- Born: Burbank, California
- Education: University of Southern California
- Occupations: Filmmaker; Journalist;
- Years active: 2014–present

= Matt Schrader =

American filmmaker

Matt Schrader is an American filmmaker. He is best known for writing and directing Score: A Film Music Documentary (2016) and creating the biopic podcast series Blockbuster. He's credited with Emmy Award-winning investigative journalism for CBS News and NBC News. He has been nominated for various awards, including three Emmy Awards.

Score: A Film Music Documentary was one of 170 films considered for the 2018 Academy Award for Best Documentary Feature.
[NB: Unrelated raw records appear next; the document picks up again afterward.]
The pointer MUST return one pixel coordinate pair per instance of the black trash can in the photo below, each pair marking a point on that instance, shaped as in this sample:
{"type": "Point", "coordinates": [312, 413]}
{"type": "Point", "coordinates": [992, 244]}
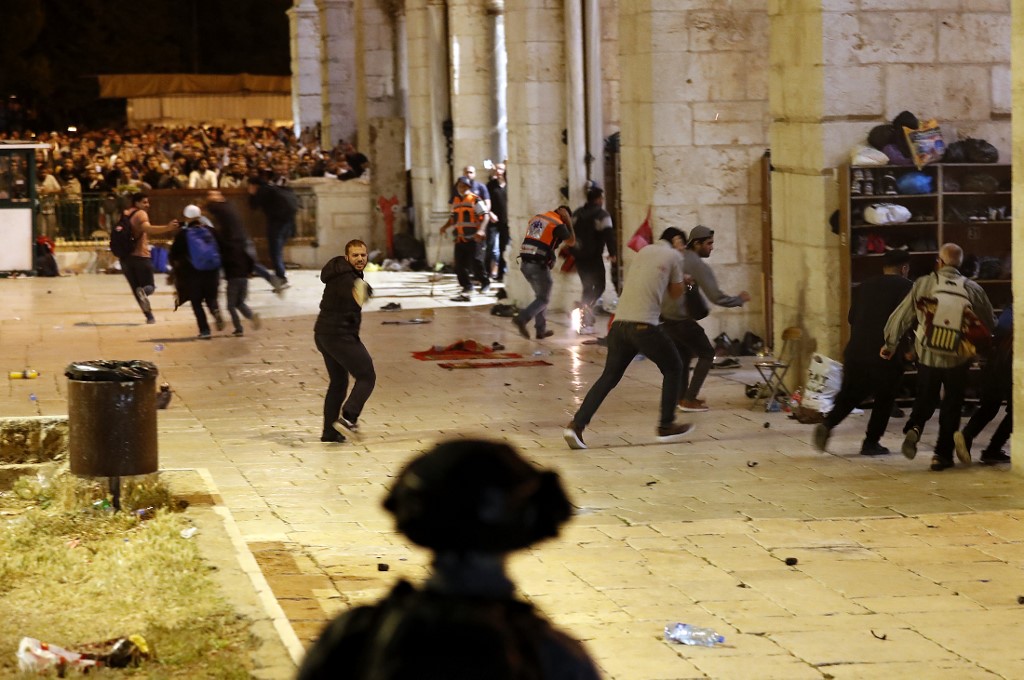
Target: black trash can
{"type": "Point", "coordinates": [112, 418]}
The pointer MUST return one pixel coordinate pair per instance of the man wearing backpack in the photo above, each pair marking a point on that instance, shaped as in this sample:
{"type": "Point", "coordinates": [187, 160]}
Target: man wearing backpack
{"type": "Point", "coordinates": [471, 503]}
{"type": "Point", "coordinates": [196, 258]}
{"type": "Point", "coordinates": [130, 243]}
{"type": "Point", "coordinates": [280, 205]}
{"type": "Point", "coordinates": [944, 304]}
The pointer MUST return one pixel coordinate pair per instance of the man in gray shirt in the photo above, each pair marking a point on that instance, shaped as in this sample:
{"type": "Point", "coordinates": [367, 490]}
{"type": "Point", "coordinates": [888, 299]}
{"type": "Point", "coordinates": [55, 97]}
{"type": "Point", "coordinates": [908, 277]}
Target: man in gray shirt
{"type": "Point", "coordinates": [679, 323]}
{"type": "Point", "coordinates": [655, 270]}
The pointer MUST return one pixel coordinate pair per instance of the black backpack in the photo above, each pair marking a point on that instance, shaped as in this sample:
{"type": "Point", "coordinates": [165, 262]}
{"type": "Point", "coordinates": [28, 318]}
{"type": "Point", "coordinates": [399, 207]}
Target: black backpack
{"type": "Point", "coordinates": [122, 238]}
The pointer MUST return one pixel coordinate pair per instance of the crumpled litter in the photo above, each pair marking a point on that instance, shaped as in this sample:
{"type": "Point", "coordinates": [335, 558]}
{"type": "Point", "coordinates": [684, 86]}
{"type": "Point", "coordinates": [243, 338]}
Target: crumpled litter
{"type": "Point", "coordinates": [35, 655]}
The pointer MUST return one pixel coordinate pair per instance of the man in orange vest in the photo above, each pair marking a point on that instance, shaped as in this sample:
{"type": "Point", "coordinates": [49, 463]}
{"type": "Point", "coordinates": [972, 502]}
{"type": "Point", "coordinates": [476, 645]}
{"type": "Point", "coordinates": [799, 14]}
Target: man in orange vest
{"type": "Point", "coordinates": [544, 235]}
{"type": "Point", "coordinates": [469, 217]}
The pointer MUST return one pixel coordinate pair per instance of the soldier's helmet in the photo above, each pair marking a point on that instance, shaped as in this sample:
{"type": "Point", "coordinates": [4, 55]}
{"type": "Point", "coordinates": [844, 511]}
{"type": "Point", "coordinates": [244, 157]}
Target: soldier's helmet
{"type": "Point", "coordinates": [473, 495]}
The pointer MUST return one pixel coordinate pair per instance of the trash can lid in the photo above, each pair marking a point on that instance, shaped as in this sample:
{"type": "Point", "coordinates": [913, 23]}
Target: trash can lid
{"type": "Point", "coordinates": [111, 371]}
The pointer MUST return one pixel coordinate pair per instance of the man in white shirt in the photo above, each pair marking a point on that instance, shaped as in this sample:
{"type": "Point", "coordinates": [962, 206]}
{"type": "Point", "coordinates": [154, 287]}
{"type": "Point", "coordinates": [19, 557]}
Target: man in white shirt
{"type": "Point", "coordinates": [655, 270]}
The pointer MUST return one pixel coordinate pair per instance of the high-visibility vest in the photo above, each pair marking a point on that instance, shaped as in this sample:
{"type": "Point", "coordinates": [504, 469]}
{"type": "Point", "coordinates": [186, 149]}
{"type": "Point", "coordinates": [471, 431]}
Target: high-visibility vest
{"type": "Point", "coordinates": [541, 244]}
{"type": "Point", "coordinates": [465, 216]}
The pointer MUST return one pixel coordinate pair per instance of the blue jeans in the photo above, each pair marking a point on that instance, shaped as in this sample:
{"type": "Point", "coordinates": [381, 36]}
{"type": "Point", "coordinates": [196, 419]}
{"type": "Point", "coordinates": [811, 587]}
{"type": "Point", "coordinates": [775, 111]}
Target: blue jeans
{"type": "Point", "coordinates": [276, 237]}
{"type": "Point", "coordinates": [626, 340]}
{"type": "Point", "coordinates": [539, 278]}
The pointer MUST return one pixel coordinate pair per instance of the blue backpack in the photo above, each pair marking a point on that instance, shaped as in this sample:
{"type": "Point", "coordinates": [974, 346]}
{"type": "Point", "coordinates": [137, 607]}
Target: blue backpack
{"type": "Point", "coordinates": [203, 250]}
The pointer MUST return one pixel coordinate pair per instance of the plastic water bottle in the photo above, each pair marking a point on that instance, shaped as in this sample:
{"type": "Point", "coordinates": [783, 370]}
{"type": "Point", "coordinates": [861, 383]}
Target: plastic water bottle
{"type": "Point", "coordinates": [686, 634]}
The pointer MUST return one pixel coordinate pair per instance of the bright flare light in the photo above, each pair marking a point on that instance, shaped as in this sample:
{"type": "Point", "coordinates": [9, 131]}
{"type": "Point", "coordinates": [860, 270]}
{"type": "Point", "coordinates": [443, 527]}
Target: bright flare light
{"type": "Point", "coordinates": [576, 321]}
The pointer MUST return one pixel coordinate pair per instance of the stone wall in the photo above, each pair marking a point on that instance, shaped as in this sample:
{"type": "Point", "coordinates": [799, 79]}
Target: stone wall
{"type": "Point", "coordinates": [836, 72]}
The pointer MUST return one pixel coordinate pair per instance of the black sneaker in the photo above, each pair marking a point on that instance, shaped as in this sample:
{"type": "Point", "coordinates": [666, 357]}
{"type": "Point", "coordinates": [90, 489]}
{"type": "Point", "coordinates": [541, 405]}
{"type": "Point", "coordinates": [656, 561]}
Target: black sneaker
{"type": "Point", "coordinates": [873, 449]}
{"type": "Point", "coordinates": [674, 432]}
{"type": "Point", "coordinates": [573, 436]}
{"type": "Point", "coordinates": [333, 437]}
{"type": "Point", "coordinates": [963, 445]}
{"type": "Point", "coordinates": [909, 448]}
{"type": "Point", "coordinates": [993, 457]}
{"type": "Point", "coordinates": [821, 434]}
{"type": "Point", "coordinates": [343, 425]}
{"type": "Point", "coordinates": [143, 300]}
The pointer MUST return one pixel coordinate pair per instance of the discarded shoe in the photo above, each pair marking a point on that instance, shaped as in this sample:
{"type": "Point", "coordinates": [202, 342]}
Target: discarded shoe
{"type": "Point", "coordinates": [909, 448]}
{"type": "Point", "coordinates": [143, 301]}
{"type": "Point", "coordinates": [963, 447]}
{"type": "Point", "coordinates": [873, 449]}
{"type": "Point", "coordinates": [693, 406]}
{"type": "Point", "coordinates": [821, 434]}
{"type": "Point", "coordinates": [993, 457]}
{"type": "Point", "coordinates": [674, 432]}
{"type": "Point", "coordinates": [573, 436]}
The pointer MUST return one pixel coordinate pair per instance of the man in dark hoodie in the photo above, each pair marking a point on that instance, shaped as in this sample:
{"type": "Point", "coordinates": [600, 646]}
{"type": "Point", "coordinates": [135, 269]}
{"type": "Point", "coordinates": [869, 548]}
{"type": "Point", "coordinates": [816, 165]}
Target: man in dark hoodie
{"type": "Point", "coordinates": [337, 337]}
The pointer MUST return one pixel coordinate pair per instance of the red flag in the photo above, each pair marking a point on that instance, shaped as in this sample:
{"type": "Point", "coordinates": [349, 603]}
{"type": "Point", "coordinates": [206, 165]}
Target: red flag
{"type": "Point", "coordinates": [643, 236]}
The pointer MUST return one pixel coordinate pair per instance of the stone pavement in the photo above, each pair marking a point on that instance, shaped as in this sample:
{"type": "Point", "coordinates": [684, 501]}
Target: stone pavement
{"type": "Point", "coordinates": [900, 572]}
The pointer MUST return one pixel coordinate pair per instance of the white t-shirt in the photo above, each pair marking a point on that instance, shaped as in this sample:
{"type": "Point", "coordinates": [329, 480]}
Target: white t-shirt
{"type": "Point", "coordinates": [647, 283]}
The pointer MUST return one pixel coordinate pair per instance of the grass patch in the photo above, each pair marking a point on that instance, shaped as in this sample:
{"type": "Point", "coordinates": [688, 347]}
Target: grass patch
{"type": "Point", "coordinates": [73, 572]}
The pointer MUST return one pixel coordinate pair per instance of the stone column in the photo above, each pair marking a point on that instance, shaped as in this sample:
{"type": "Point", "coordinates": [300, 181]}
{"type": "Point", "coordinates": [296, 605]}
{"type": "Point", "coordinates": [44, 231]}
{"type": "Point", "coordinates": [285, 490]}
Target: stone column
{"type": "Point", "coordinates": [340, 84]}
{"type": "Point", "coordinates": [304, 24]}
{"type": "Point", "coordinates": [428, 109]}
{"type": "Point", "coordinates": [537, 103]}
{"type": "Point", "coordinates": [1017, 64]}
{"type": "Point", "coordinates": [693, 129]}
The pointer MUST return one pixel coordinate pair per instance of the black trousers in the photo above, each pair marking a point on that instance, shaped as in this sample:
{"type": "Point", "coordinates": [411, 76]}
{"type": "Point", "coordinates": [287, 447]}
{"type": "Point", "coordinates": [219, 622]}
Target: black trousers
{"type": "Point", "coordinates": [138, 271]}
{"type": "Point", "coordinates": [942, 389]}
{"type": "Point", "coordinates": [998, 379]}
{"type": "Point", "coordinates": [862, 378]}
{"type": "Point", "coordinates": [469, 258]}
{"type": "Point", "coordinates": [593, 281]}
{"type": "Point", "coordinates": [345, 355]}
{"type": "Point", "coordinates": [691, 340]}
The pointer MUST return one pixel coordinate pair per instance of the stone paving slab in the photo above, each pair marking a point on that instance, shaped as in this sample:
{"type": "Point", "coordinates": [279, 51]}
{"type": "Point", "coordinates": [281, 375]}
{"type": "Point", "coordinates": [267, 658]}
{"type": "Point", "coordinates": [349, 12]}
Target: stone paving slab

The film won eight awards at film festivals and made $101,382 at the US box office before being released as the #1 documentary on iTunes for four weeks straight.
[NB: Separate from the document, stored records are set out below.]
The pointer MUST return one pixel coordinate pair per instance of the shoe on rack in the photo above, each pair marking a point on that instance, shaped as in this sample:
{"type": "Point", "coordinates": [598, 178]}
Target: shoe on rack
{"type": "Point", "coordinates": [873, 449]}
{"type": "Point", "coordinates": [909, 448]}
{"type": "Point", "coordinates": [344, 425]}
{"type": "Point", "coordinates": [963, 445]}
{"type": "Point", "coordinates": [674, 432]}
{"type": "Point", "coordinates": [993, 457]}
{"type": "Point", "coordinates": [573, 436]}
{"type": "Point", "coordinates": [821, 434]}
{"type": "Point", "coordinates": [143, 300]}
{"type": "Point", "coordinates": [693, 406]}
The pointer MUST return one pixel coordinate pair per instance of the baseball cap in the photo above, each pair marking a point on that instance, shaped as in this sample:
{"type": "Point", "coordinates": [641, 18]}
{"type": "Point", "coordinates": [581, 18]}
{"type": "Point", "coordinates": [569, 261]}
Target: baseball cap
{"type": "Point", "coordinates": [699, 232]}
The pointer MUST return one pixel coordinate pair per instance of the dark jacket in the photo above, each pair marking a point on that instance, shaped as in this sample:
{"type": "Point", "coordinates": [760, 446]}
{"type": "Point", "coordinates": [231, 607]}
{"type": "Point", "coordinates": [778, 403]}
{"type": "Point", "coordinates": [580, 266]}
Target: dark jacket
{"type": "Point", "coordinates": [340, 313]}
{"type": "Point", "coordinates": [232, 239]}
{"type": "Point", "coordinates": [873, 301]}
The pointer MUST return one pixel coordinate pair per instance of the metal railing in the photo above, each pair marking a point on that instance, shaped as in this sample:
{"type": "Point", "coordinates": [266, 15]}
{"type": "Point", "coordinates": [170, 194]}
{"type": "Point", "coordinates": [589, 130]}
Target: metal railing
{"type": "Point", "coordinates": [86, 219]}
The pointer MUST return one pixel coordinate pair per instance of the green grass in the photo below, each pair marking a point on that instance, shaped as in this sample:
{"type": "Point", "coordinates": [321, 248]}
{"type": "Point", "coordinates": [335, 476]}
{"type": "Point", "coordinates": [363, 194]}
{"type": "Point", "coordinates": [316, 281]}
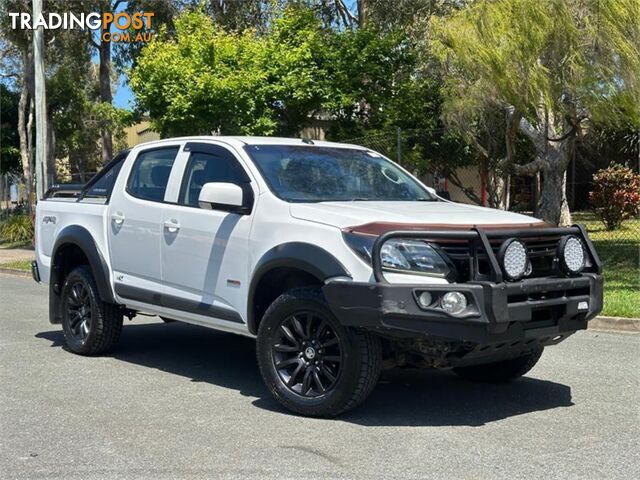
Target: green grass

Schrader is executive producer of the weekly Score: The Podcast, which interviews leading composers in Hollywood about their craft.
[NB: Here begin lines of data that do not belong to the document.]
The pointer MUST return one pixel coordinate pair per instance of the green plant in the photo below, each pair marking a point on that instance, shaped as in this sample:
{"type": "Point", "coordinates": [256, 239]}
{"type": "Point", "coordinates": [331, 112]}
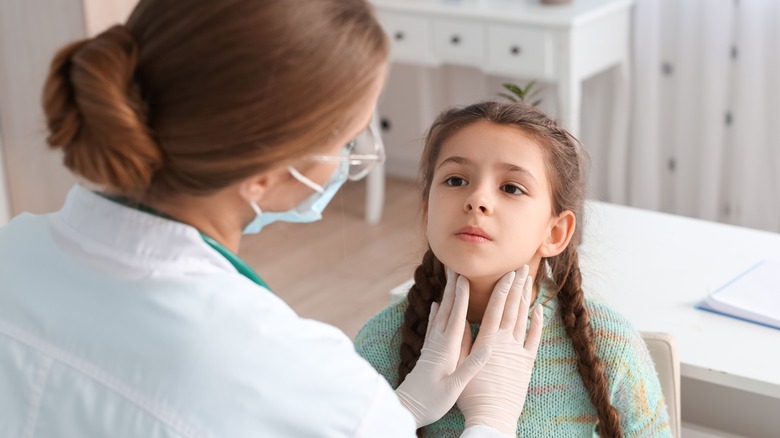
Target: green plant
{"type": "Point", "coordinates": [522, 94]}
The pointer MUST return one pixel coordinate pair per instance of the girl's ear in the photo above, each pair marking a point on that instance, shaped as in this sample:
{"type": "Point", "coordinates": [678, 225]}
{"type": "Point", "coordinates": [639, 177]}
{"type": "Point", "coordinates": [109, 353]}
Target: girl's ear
{"type": "Point", "coordinates": [560, 233]}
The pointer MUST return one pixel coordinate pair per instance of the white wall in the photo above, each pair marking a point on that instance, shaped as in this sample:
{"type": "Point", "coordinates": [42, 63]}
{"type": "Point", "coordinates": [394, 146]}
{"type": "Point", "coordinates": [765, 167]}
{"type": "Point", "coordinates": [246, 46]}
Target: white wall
{"type": "Point", "coordinates": [5, 205]}
{"type": "Point", "coordinates": [31, 31]}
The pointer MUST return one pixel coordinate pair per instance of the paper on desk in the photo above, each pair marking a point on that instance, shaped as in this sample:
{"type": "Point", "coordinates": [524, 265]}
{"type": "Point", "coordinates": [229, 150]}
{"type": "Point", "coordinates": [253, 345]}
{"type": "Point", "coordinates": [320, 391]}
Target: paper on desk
{"type": "Point", "coordinates": [753, 296]}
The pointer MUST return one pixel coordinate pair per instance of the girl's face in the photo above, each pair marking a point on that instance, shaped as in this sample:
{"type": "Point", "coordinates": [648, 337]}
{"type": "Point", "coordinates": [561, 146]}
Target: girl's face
{"type": "Point", "coordinates": [489, 209]}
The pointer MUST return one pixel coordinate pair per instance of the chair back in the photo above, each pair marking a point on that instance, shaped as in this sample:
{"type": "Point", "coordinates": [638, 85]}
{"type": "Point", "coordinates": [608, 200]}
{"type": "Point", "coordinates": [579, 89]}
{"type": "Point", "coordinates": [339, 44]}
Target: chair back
{"type": "Point", "coordinates": [663, 350]}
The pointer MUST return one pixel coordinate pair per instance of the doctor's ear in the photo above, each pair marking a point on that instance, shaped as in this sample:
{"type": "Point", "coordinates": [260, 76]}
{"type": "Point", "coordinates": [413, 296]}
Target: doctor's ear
{"type": "Point", "coordinates": [560, 233]}
{"type": "Point", "coordinates": [254, 188]}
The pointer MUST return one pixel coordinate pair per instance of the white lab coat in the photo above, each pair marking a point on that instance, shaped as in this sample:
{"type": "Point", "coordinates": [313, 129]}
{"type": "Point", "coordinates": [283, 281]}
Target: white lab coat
{"type": "Point", "coordinates": [115, 322]}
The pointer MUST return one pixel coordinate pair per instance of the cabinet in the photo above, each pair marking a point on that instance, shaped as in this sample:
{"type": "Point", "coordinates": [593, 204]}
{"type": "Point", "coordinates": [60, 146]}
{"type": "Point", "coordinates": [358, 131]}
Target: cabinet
{"type": "Point", "coordinates": [560, 45]}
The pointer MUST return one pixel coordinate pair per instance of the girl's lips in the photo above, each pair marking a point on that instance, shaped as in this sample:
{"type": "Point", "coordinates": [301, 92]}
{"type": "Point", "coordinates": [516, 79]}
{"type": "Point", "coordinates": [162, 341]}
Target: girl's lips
{"type": "Point", "coordinates": [473, 234]}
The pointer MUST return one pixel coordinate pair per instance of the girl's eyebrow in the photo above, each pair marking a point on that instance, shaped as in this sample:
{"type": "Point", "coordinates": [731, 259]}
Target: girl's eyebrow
{"type": "Point", "coordinates": [509, 167]}
{"type": "Point", "coordinates": [456, 160]}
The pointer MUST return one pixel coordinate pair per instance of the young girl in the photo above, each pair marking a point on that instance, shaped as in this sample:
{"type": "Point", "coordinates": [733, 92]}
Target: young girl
{"type": "Point", "coordinates": [503, 187]}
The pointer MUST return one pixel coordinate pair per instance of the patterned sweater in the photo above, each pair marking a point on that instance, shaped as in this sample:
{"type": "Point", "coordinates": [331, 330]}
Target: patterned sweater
{"type": "Point", "coordinates": [557, 404]}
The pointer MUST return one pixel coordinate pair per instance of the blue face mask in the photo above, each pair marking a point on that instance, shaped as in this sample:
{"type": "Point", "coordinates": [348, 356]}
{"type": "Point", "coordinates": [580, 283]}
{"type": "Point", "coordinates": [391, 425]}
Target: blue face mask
{"type": "Point", "coordinates": [310, 210]}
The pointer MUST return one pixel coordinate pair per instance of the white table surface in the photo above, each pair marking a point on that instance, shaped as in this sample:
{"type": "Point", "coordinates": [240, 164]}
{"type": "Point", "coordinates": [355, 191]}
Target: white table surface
{"type": "Point", "coordinates": [516, 11]}
{"type": "Point", "coordinates": [654, 267]}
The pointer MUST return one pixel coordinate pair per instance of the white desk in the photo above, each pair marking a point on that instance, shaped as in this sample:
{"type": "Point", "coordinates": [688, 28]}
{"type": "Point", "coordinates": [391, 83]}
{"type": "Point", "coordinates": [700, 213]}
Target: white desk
{"type": "Point", "coordinates": [653, 267]}
{"type": "Point", "coordinates": [559, 44]}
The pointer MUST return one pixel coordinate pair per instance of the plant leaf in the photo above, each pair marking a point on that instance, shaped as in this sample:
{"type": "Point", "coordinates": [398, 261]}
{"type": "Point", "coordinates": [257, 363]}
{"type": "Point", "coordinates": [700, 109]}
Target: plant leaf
{"type": "Point", "coordinates": [514, 89]}
{"type": "Point", "coordinates": [528, 87]}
== Early life and education ==

Schrader was born in Burbank, California, in 1988, the son of accountant Brad Schrader and former news producer Diane Bear. He grew up in Seattle, Boise, and Colorado Springs before returning to Southern California to attend the University of Southern California, where he earned degrees from both the School of Cinematic Arts and the Annenberg School for Communication and Journalism.

== Career ==
After graduating, Schrader accepted a job as an investigative news producer for CBS News in Sacramento and NBC News in Los Angeles where he won three Emmy Awards for his reports and a Golden Mike Award for editing, before leaving in 2014 to pursue principal photography for Score: A Film Music Documentary. Schrader says he spent $11,000 of his own savings to purchase the original camera equipment for Score, before launching a successful crowdfunding campaign on Kickstarter that raised over $120,000 for the film’s production. Distributor Gravitas Ventures acquired Score in January 2017 and released it theatrically June 16, 2017. The film earned $101,382 at the US box office and became the #1 documentary on iTunes for four consecutive weeks.

After the release of Score, Schrader created the original podcast drama series Blockbuster, which premiered on April 16, 2019.